Slower growth and increased competition are the “new normal,” Brewers Association (BA) leaders hammered home on the second day of the trade group’s annual Craft Brewers Conference (CBC).
“This is not a blip,” BA chief economist Bart Watson said during Wednesday’s State of the Industry presentation. “This is the new normal.”
Watson and senior vice president of the professional brewing division Paul Gatza took a deeper dive into craft beer growth numbers released earlier this month. According to Watson, craft’s 4 percent volume growth — about 1 million barrels — last year was the lowest per brewer growth rate since the late 1990s and early 2000s.
“This is where the pain point really is,” he said. “That’s not a lot of growth and many companies built brands and business models that built in the idea that there would be more growth than this.”
Watson suggested that brewery owners look beyond craft’s existing 13 percent share of the market to capture the other 87 percent of non-craft consumers. If they don’t, the per brewer growth rate will continue to decline, he added.
“If we can get 1 million new craft drinkers to drink one pint a week, that’s 200,000 incremental barrels,” he added. “Five million new drinkers drinking just one pint a week of small and independent brewed beer is a million barrels.”
Future growth is likely to be sliced up even more thinly as an increasing number of breweries open up shop. Last year, 1,049 breweries opened and an estimated 2,500 breweries are in planning, Watson said.
“This is a trend that’s not going away,” he said. “It’s a reality that everyone should be prepared for.”
Nevertheless, the 219 brewery closures in 2018 were an all-time high, Watson said. However, the three percent closure rate is still “shockingly low,” even if the number of closures are expected to rise as the industry becomes more competitive and new breweries open.
Over the last three years, 3,194 new breweries have opened. Much of craft’s growth is coming from those breweries that opened between 2015 and 2018. Last year, those companies grew by a collective 872,000 barrels.
As for breweries that opened in 2014 or earlier, those companies grew by just 105,000 barrels, Watson said.
Microbreweries (breweries making fewer than 15,000 barrels) continued to be the fastest growing set of breweries, Watson said. Those companies increased production 16 percent last year, to more than 5.8 million barrels. Meanwhile, brewpubs have maintained steady growth, increasing production 13 percent, to 1.6 million barrels.
The BA’s newly created taproom brewery class (companies that sell more than 25 percent of their volume on-site and do not offer significant food service) grew 40.2 percent — to 809,000 barrels in 2018 — and represented 24 percent of total craft growth.
Growth was flat for regional breweries (companies producing more than 15,000 barrels) last year, as those companies produced more than 18.1 million barrels. Watson called 2018 the “slowest growth for distribution of craft in a long time,” which he attributed to retailers not expanding shelf space and bars and restaurants not adding tap handles.
According to Watson, established brewers need to think about building “flagships of today and tomorrow, not of yesterday” in an effort to meet consumer desires.
Meanwhile, Gatza implored brewers to invest in safety and quality and better understand state and federal regulations.
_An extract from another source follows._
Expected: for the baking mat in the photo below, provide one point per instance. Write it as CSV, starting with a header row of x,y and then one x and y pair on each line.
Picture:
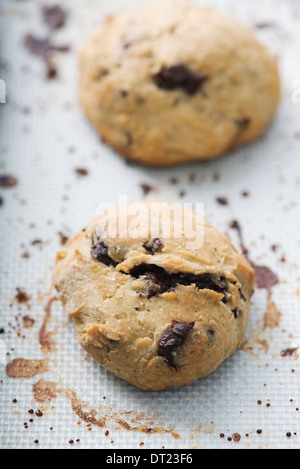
x,y
62,173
He added that breweries need to create “emotionally safe workplaces” free of harassment and discrimination.
“These issues have persisted but are now less likely to be ignored,” he said. “It’s always an appropriate show of leadership for the individuals in this room to communicate when safe environments are compromised.”
During the general session’s opening address, BA craft beer program director Julia Herz said breweries need to “deliberately welcome” a more diverse customer base.
Other notes from Day Two:
- About 90 percent of the 3.1 million barrels of beer sold through brewery taprooms was sold on draft, Watson said. About 15 percent of draft beer in the U.S. is now being sold directly at breweries and brewpubs, he added. Those sales make brewers a “target” for retailers crying foul and scrutinizing taproom-based business models, Watson said.
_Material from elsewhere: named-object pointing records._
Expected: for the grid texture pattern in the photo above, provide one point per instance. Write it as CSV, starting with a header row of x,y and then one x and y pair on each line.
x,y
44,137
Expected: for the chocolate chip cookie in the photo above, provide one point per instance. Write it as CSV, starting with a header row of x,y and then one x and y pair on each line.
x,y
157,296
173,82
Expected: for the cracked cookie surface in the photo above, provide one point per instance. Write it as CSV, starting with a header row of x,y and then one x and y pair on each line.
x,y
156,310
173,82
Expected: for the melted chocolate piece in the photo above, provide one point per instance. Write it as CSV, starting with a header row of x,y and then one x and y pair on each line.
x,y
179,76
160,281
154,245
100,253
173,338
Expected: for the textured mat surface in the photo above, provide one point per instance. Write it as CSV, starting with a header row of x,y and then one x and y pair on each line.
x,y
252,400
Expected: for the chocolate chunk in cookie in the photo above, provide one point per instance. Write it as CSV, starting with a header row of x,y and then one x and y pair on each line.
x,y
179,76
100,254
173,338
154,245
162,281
- Although the production-to-capacity ratio remained largely unchanged, Watson urged brewers considering expansions to consider lower-risk, lower-capital options.
- The average case price of BA-defined craft beer sold off-premise was $38.88 last year, up 1.6 percent or $0.61, according to market research firm IRI. Watson called last year “the slowest pricing growth … in a long time.”
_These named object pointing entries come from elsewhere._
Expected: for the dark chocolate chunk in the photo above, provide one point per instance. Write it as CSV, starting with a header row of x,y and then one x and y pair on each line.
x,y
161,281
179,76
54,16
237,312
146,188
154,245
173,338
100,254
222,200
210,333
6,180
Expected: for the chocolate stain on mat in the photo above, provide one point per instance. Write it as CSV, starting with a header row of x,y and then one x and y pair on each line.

- On-premise pricing increased 1.4 percent, according to Nielsen CGA.
- Herz, wearing a “independent craft” temporary tattoo on her left arm, said 4,200 craft brewing companies, representing 85 percent of the U.S. craft volume, have adopted the BA’s independence seal.
- Herz also shared results from a BA survey in January that found 48 percent of people polled said they have seen the seal, while 53 said independence holds some importance to them. She added that consumers are demanding the seal be placed on packaging, menus and at breweries.
- The BA presented the F.X. Matt Defense of the Industry Award to Illinois Craft Brewers Guild executive director Danielle D’Alessandro and the Russell Schehrer Award for Innovation in Craft Brewing to New Belgium Brewing wood cellar director Lauren Woods Limbach.